Pendleton Wastewater Treatment Plant puts waste to work

Pendleton Wastewater Treatment Plant puts waste to work


brick cylindrical buildings at the Pendleton Wastewater treatment plant

The City of Pendleton Wastewater Treatment Plant is one of nine Oregon wastewater treatment facilities that uses anaerobic digestion to treat municipal wastewater solids and reuses the resulting methane gas to generate renewable energy and power its own operations.

With support from Energy Trust in 2012, Pendleton installed two 65-kilowatt combined heat and power, CHP, microturbine engines that generate electricity used by the plant. Heat from the engines is also put to use. “Our local leadership saw the value of this investment right away,” continued Milne. “Prior to installing the CHP system, we were burning our biogas in a boiler, which was oversized for the amount of heat we needed. It was inefficient, costly and a maintenance nightmare.”

With more capacity in the digester than it needed in the short term, the city installed an organic waste receiving station and now accepts grease and food processing wastes from local commercial and industrial sites. The plant’s major challenge is securing enough available organic waste streams for co-digestion.

“Anything that we can do to recover energy, and make a useable or saleable product, is worth it in terms of saving money,” said Mark Milne, plant superintendent, City of Pendleton.

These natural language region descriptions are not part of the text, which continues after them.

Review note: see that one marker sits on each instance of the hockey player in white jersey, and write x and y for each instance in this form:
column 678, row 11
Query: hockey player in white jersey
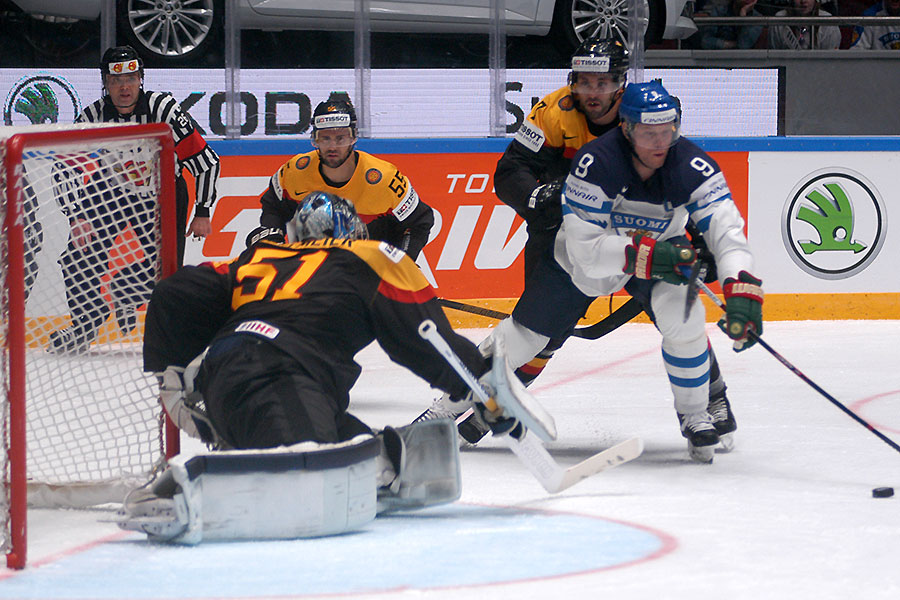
column 628, row 198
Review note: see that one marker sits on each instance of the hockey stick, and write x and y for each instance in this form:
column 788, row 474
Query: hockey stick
column 616, row 319
column 527, row 448
column 758, row 338
column 698, row 273
column 475, row 310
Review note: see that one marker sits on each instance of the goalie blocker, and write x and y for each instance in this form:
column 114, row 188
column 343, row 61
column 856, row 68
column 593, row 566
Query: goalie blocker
column 305, row 490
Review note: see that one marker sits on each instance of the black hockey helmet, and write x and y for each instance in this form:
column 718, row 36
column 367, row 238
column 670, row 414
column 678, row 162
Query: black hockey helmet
column 337, row 111
column 121, row 60
column 600, row 55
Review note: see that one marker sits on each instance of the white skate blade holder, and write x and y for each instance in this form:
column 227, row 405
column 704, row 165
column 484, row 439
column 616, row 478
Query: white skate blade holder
column 512, row 396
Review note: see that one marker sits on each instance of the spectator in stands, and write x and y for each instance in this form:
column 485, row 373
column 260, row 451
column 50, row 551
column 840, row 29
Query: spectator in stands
column 804, row 37
column 716, row 37
column 879, row 37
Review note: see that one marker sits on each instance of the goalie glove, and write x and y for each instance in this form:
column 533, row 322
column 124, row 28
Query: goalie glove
column 545, row 205
column 171, row 394
column 180, row 401
column 743, row 309
column 271, row 234
column 646, row 258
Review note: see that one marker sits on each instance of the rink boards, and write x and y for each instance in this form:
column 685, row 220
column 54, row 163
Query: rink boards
column 816, row 212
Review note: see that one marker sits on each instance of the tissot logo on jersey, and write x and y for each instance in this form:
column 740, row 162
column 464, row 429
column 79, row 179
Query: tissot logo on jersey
column 530, row 136
column 407, row 205
column 259, row 328
column 394, row 254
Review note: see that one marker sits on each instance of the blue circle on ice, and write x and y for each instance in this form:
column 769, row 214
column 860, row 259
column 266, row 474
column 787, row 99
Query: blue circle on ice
column 455, row 546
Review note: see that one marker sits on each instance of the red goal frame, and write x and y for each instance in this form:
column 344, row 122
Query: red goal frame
column 16, row 145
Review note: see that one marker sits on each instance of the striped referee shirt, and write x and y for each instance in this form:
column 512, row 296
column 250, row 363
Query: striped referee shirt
column 191, row 149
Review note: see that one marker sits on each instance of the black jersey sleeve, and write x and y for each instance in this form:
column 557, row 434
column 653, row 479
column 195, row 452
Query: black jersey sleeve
column 410, row 234
column 520, row 170
column 185, row 312
column 276, row 211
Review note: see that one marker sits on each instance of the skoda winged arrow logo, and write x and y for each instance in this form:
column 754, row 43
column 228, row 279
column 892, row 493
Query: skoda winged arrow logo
column 834, row 223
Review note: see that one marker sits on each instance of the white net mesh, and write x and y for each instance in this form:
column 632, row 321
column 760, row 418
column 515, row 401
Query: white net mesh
column 92, row 244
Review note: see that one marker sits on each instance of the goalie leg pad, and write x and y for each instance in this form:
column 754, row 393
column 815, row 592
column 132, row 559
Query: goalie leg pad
column 299, row 491
column 516, row 401
column 425, row 460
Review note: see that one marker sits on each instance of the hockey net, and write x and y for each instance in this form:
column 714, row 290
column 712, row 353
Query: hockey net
column 88, row 225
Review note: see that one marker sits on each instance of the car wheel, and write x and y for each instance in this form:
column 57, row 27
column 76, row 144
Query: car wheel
column 576, row 20
column 171, row 31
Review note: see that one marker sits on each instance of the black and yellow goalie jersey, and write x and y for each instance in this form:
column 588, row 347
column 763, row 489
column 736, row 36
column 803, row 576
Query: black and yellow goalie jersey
column 320, row 302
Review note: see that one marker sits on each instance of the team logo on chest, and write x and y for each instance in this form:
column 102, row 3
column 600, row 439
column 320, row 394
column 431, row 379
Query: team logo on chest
column 373, row 176
column 639, row 223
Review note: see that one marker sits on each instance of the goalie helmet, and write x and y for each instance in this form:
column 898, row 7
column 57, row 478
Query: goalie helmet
column 649, row 104
column 121, row 60
column 600, row 55
column 321, row 215
column 335, row 112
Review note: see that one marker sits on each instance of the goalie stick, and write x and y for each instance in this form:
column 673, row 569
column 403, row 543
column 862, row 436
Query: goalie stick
column 755, row 336
column 611, row 322
column 527, row 448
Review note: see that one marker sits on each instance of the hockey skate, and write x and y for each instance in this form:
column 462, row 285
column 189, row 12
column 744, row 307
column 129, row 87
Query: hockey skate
column 469, row 425
column 70, row 340
column 701, row 435
column 723, row 420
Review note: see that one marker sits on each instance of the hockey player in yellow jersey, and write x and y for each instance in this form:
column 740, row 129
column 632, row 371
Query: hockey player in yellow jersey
column 529, row 174
column 383, row 197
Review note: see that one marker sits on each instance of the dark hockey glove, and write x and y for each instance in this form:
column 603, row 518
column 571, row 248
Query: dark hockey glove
column 647, row 258
column 545, row 205
column 270, row 234
column 743, row 309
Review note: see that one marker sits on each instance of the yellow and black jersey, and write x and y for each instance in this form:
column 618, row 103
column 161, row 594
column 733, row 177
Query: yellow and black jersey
column 384, row 198
column 543, row 147
column 320, row 302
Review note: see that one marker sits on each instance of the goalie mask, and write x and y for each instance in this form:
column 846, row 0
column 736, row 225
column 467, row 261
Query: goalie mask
column 322, row 215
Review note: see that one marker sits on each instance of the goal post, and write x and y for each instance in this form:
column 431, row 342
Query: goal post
column 88, row 225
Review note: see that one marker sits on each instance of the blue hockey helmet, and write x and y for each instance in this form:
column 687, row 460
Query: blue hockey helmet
column 321, row 215
column 649, row 104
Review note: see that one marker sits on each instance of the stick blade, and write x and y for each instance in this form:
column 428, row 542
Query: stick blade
column 619, row 454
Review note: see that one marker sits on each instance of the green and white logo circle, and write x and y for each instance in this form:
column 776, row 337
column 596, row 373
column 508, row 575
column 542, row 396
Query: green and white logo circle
column 39, row 99
column 834, row 223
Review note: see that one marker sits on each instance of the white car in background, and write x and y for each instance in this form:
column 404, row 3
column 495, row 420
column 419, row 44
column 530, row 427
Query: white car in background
column 180, row 30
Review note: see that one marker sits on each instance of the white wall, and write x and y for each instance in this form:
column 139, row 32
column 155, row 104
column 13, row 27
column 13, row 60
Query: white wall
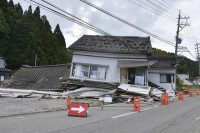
column 111, row 63
column 154, row 77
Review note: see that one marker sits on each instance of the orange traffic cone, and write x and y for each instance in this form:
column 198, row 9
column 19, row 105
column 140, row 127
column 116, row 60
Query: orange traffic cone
column 136, row 106
column 191, row 93
column 197, row 92
column 180, row 96
column 68, row 102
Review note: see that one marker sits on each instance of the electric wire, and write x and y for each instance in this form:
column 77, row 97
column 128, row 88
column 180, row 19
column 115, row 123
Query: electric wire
column 152, row 3
column 167, row 7
column 70, row 19
column 128, row 23
column 74, row 16
column 160, row 14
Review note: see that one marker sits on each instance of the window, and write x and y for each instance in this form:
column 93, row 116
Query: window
column 84, row 71
column 89, row 71
column 166, row 78
column 1, row 78
column 93, row 72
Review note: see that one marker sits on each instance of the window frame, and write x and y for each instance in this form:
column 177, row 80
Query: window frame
column 171, row 76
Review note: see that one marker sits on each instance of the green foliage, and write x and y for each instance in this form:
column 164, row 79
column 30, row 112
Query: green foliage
column 185, row 65
column 4, row 31
column 22, row 36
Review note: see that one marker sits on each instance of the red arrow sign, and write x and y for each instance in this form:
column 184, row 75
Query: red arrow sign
column 78, row 109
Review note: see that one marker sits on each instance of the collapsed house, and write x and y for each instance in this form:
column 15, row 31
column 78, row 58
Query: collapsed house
column 4, row 73
column 119, row 62
column 111, row 60
column 100, row 66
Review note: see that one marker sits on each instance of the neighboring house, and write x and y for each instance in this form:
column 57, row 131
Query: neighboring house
column 49, row 78
column 184, row 76
column 163, row 72
column 4, row 73
column 110, row 60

Prior to installing the receiving station, waste haulers had few places other than the landfill to take material from local grease traps, so the city was reluctant to enforce local grease ordinances. Once the plant was able to accept and use fats, oils and grease, the city renewed its efforts to encourage restaurants and other businesses to maintain their grease traps. The city is educating haulers about the local receiving station and how they can receive state tax credits that help lower their tipping fees—a benefit not available at the landfill.

Biosolids produced by the process are used as a soil amendment on city-owned farmland, which adds valuable nutrients to help replenish the soil. Long-term, the city is looking at ways to capture the fertilizer value from these biosolids and market it as a separate product.

Pendleton’s program is still a work in progress. Armed with a forward-leaning energy development plan and unlimited amounts of creativity, the plant is proof that even smaller treatment operations have great capacity to become biopower producers.

P.S. Taking water treatment innovation to the next level, Hillsboro-based Clean Water Services is considering using recycled wastewater to brew beer.